Everything the installer creates is idempotent. Re-running it is safe.

Unattended install (for AI agents / CI)

The installer works non-interactively if every decision is passed as a flag. Stdin not being a TTY is auto-detected; missing --summarizer becomes a hard error (everything else falls back to sensible defaults). API keys are never requested programmatically — pass --skip-secrets and the installer prints the exact command the user needs to run afterwards.

./scripts/macos/install.sh \
    --summarizer anthropic \
    --source granola \
    --vocabulary sqlite \
    --scope work \
    --internal-domains mycompany.com,myco.co.uk \
    --skip-secrets

After the install finishes, the user (not the agent) runs:

echo 'ANTHROPIC_API_KEY=sk-...' >> ~/.config/meeting-hive/secrets.env
chmod 600 ~/.config/meeting-hive/secrets.env

Verify with a dry-run that doesn't hit the network or LLM:

meeting-hive sync --since 1 --dry-run --verbose

./scripts/macos/install.sh --help lists every flag.

Schedule

Default: Monday-Friday at 00:00 local time.

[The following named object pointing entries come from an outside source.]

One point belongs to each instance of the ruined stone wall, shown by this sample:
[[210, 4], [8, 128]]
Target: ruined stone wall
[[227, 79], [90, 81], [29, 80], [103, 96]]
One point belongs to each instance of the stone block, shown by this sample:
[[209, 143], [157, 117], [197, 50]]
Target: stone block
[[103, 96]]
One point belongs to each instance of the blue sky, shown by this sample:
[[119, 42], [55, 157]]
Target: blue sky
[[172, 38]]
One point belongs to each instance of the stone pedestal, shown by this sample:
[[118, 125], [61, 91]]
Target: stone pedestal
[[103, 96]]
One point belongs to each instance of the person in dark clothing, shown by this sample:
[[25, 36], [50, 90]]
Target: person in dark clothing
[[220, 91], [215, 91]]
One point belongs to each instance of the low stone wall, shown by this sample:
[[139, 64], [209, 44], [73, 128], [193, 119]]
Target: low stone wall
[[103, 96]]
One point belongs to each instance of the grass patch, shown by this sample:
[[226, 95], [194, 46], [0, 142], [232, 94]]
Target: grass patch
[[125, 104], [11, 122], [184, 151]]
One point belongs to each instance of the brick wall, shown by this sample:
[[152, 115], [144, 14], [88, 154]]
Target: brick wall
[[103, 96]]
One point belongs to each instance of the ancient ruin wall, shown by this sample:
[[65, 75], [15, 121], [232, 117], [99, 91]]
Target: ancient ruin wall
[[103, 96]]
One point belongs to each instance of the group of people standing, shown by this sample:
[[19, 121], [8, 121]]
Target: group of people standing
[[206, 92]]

Override via installer flags:

./scripts/macos/install.sh --hour 4 --minute 30 --days 1-5
./scripts/macos/install.sh --hour 3 --minute 0 --days 0,2,4,6   # Sun/Tue/Thu/Sat
./scripts/macos/install.sh --days 0-6                           # every day

Weekdays follow launchd's convention: 0 or 7 = Sunday, 1 = Monday, ..., 6 = Saturday. Re-running the installer with different flags regenerates the plist and reloads the agent.

Uninstall

./scripts/macos/uninstall.sh              # removes launchd agent, plist, and CLI symlink
./scripts/macos/uninstall.sh --purge      # also removes config, vocabulary DB, logs
./scripts/macos/uninstall.sh --purge --nuke-notes  # also removes ~/.meeting-notes/ (data loss)

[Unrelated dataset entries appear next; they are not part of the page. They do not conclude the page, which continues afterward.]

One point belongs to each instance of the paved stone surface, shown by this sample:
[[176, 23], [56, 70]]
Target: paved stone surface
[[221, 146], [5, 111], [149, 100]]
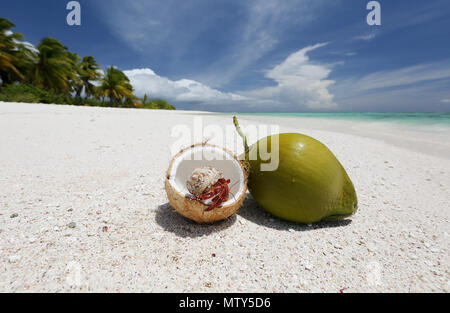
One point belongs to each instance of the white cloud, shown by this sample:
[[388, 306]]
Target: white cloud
[[416, 74], [365, 37], [146, 81], [301, 84], [175, 28]]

--nuke-notes requires you to type the archive path to confirm (or pass --i-really-mean-it in non-TTY mode). The meeting archive is user data — the script won't delete it by accident. See uninstall.sh --help for every flag.

Linux & Windows

No dedicated installer yet. Install the package manually.

Linux:

git clone https://github.com/plribeiro3000/meeting-hive.git
cd meeting-hive
python3 -m venv .venv
.venv/bin/pip install -e .
ln -s "$PWD/bin/meeting-hive" ~/.local/bin/meeting-hive   # or wherever your PATH points

Windows (PowerShell):

git clone https://github.com/plribeiro3000/meeting-hive.git
cd meeting-hive
python -m venv .venv
.venv\Scripts\pip install -e .
# Add <repo>\bin to PATH, or copy bin\meeting-hive.cmd into a PATH dir.

The bin\meeting-hive.cmd wrapper is the Windows equivalent of the Linux/macOS bash shim — it loads secrets.env, bootstraps the venv on first run if needed, and invokes the Python module with your arguments.

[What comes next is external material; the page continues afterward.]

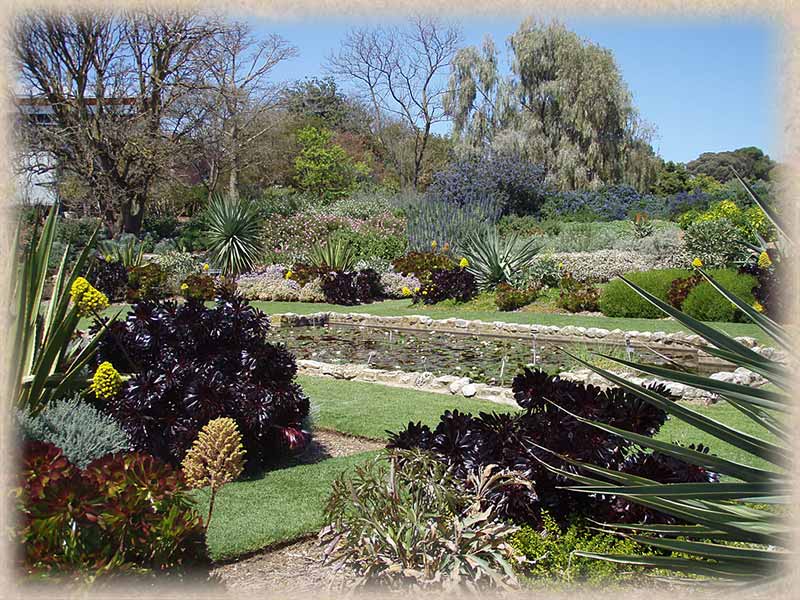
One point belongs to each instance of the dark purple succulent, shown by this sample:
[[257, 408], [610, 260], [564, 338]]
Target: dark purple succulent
[[190, 363]]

Generate config.yaml with interactive prompts:

meeting-hive init

Or pass everything non-interactively:

meeting-hive init --summarizer ollama --source granola --vocabulary sqlite \
  --internal-domains mycompany.com

If your summarizer needs an API key, add it to the secrets file:

  • Linux: $XDG_CONFIG_HOME/meeting-hive/secrets.env (or ~/.config/meeting-hive/secrets.env)
  • Windows: %APPDATA%\meeting-hive\secrets.env
ANTHROPIC_API_KEY=sk-...      # or OPENAI_API_KEY=...

Then schedule meeting-hive sync — see docs/scheduling.md for systemd / cron / Task Scheduler recipes.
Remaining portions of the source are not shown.